Человек исчезает за этой схемой, подобной тем, что годами твердили советские школьники, изучая «классическое наследие», исчезает многозначность, богатство самой его личности. Хватаемся за воспоминания тех, кто его знал, общался с ним, был его другом или просто знакомым. Но и тогда ответа не получаем — личность уходит в случайное, бытовое, не главное. Невозможно восстановить живой, подлинный облик человека, все видят его по-разному. Живой, настоящий, он только едва выглядывает из нагромождения мелких, случайных подробностей.
Воспринимая его при жизни естественно, — он живой, с нами, среди нас, — болтая с ним, восхищаясь его талантом, подчас завидуя ему, обижаясь, ссорясь и мирясь с ним, мы мало задумываемся о том, что придет час и он уйдет от нас.
Но вот — его нет…
И понимая тщетность, безнадежность своих попыток, пытаемся воссоздать его облик, вернуть его, вспомнить все, что с ним связано. От этого не уйти. Хотя бы потому, что это способ продлить общение с ушедшим, побыть с ним еще хоть немного.

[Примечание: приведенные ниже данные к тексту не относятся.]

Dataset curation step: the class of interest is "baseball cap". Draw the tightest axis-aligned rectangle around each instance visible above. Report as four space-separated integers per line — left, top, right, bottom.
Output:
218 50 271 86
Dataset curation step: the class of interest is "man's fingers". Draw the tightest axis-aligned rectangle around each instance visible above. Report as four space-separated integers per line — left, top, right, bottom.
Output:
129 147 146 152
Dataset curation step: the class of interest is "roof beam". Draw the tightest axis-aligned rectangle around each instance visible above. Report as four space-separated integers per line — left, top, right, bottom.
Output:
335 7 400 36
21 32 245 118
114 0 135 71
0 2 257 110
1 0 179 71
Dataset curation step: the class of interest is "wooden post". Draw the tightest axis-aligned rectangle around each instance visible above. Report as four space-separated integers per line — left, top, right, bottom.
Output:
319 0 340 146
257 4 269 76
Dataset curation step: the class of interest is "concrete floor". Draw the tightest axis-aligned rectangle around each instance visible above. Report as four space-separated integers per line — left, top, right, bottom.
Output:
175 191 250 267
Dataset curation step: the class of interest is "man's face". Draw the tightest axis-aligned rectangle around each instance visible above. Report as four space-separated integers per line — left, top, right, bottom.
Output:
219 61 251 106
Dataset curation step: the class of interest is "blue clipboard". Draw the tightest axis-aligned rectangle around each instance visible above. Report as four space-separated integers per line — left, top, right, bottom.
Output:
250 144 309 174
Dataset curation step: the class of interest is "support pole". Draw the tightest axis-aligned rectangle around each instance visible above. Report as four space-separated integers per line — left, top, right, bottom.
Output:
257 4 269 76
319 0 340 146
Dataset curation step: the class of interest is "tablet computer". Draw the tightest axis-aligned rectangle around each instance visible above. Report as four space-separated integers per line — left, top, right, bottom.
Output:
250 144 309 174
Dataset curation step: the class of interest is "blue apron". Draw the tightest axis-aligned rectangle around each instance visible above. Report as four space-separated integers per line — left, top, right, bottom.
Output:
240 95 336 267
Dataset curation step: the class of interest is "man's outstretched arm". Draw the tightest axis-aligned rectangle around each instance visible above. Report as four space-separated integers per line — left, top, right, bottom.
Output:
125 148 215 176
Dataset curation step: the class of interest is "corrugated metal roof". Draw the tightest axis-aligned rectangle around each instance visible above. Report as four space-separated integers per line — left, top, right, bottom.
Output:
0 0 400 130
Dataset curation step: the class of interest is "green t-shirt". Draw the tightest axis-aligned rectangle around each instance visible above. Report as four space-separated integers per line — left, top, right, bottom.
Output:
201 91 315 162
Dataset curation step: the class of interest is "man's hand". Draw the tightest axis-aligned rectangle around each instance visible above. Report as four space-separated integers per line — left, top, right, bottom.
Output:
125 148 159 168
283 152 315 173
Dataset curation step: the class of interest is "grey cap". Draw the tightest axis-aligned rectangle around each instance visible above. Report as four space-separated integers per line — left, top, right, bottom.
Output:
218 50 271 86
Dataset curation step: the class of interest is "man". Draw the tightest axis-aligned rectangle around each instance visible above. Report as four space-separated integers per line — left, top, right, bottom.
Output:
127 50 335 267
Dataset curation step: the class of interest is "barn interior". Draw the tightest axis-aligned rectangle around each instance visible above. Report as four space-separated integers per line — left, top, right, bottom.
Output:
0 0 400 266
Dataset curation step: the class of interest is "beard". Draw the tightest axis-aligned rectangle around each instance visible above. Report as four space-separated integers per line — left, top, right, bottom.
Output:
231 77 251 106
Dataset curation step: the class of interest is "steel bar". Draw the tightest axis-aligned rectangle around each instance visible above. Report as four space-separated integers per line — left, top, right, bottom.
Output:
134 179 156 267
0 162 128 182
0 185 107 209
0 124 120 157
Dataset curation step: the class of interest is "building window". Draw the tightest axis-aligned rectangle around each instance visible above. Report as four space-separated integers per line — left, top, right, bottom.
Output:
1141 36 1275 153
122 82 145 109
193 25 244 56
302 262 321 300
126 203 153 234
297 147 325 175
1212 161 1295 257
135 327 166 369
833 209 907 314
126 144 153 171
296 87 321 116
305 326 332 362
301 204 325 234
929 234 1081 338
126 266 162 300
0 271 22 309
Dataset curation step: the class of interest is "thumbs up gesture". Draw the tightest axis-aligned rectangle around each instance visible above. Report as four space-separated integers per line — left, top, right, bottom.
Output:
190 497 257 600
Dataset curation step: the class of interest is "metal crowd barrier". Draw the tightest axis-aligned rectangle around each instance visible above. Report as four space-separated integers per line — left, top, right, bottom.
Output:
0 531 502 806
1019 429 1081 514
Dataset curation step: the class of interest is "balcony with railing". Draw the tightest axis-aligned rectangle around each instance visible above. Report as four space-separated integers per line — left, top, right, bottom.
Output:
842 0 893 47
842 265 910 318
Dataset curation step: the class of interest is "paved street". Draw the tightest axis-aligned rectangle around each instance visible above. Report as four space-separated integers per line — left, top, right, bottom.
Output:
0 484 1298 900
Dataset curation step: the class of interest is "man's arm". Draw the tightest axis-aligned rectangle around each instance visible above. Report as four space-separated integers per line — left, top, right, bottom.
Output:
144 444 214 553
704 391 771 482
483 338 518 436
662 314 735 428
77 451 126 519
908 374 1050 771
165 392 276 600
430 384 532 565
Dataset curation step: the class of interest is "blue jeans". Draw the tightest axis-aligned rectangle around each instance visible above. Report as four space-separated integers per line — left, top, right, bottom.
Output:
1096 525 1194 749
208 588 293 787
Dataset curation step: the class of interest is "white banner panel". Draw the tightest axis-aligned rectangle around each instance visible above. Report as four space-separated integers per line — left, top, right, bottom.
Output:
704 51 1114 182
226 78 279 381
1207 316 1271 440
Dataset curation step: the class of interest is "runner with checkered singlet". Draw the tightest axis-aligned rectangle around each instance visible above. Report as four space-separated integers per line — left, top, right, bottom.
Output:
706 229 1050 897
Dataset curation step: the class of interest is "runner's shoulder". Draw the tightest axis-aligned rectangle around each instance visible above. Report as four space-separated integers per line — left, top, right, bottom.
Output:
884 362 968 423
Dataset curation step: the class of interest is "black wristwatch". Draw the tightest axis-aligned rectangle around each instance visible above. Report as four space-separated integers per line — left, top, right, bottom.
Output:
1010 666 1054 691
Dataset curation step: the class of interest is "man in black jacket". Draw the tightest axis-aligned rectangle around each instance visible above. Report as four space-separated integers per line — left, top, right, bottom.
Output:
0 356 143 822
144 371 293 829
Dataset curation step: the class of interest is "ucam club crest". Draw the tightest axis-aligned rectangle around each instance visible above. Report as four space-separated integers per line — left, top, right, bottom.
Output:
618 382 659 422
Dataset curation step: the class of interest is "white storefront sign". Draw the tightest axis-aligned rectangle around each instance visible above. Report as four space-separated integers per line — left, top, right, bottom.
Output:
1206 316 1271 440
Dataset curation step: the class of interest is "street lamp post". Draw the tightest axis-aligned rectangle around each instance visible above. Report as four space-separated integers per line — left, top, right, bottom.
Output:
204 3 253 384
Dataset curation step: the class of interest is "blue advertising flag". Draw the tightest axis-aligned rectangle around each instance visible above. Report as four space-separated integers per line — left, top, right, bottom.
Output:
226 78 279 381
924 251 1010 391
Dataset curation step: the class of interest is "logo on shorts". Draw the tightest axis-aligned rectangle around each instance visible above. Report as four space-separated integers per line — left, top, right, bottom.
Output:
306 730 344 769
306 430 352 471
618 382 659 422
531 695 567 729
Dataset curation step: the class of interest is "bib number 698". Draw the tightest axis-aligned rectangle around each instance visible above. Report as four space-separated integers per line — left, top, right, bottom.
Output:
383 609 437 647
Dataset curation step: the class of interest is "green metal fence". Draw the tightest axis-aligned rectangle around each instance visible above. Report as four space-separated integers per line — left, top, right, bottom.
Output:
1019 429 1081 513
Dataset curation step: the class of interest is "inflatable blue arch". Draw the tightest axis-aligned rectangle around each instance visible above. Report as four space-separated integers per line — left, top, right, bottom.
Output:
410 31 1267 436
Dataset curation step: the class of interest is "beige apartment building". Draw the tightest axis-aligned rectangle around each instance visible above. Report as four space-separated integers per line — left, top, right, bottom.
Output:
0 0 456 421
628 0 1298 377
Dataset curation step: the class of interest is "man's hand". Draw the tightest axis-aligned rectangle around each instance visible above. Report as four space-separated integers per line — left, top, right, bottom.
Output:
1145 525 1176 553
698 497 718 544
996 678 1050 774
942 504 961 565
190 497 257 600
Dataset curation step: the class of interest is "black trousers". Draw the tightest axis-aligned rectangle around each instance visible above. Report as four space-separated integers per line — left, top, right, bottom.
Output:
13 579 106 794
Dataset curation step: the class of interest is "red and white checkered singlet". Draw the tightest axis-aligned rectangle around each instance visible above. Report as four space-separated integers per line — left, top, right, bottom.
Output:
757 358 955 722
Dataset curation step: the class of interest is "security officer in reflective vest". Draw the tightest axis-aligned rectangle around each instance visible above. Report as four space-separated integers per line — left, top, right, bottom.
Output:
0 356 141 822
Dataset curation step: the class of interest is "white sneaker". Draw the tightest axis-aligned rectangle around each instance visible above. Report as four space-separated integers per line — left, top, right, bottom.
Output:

…В полуподвале возле Пушкинской
(Владельцу — двадцать пять годов),
Как на вокзале и в закусочной,
Бывали люди всех родов.
Так через много лет в своей шуточной поэме вспомнит Давид Самойлов наши едва ли не ежедневные сборища у Юры Тимофеева [119] Тимофеев Юрий Павлович (1923–1982) — литератор, друг Д. С. Участник войны. Работал в детской редакции радиовещания, на Мосфильме, затем был главным редактором издательства «Детский мир», работал в Детгизе, «Литературной газете». Прототип героя поэмы «Юлий Кломпус». О Тимофееве и «тимофеевской компании» — «Глава с эпилогом» (ПамЗ), цитирующаяся ниже.
в Сытинском переулке в начале 50-х годов.
Самойлова привел в нашу компанию Борис Слуцкий. С Борисом его связывала давняя, довоенная дружба, зародившаяся еще в период знаменитых семинаров Ильи Сельвинского, и, конечно, память о погибших товарищах, с которыми когда-то начинали свою поэтическую жизнь.
«Тимофеев умел нравиться, — пишет он (Давид Самойлов. — Ред. ) в своих воспоминаниях. — Понравились и его гости: молодые литераторы, актеры, актрисы». И о самом Тимофееве: «…Юрий Павлович Тимофеев был ярким, одаренным, красноречивым человеком лет двадцати пяти, вдохновенно влюбленным в искусство и не умеющим жить в одиночестве. Он был весьма начитан, разносторонне эрудирован, хотя, кажется, не получил систематического образования. Таких, как он, называют “богатая натура”.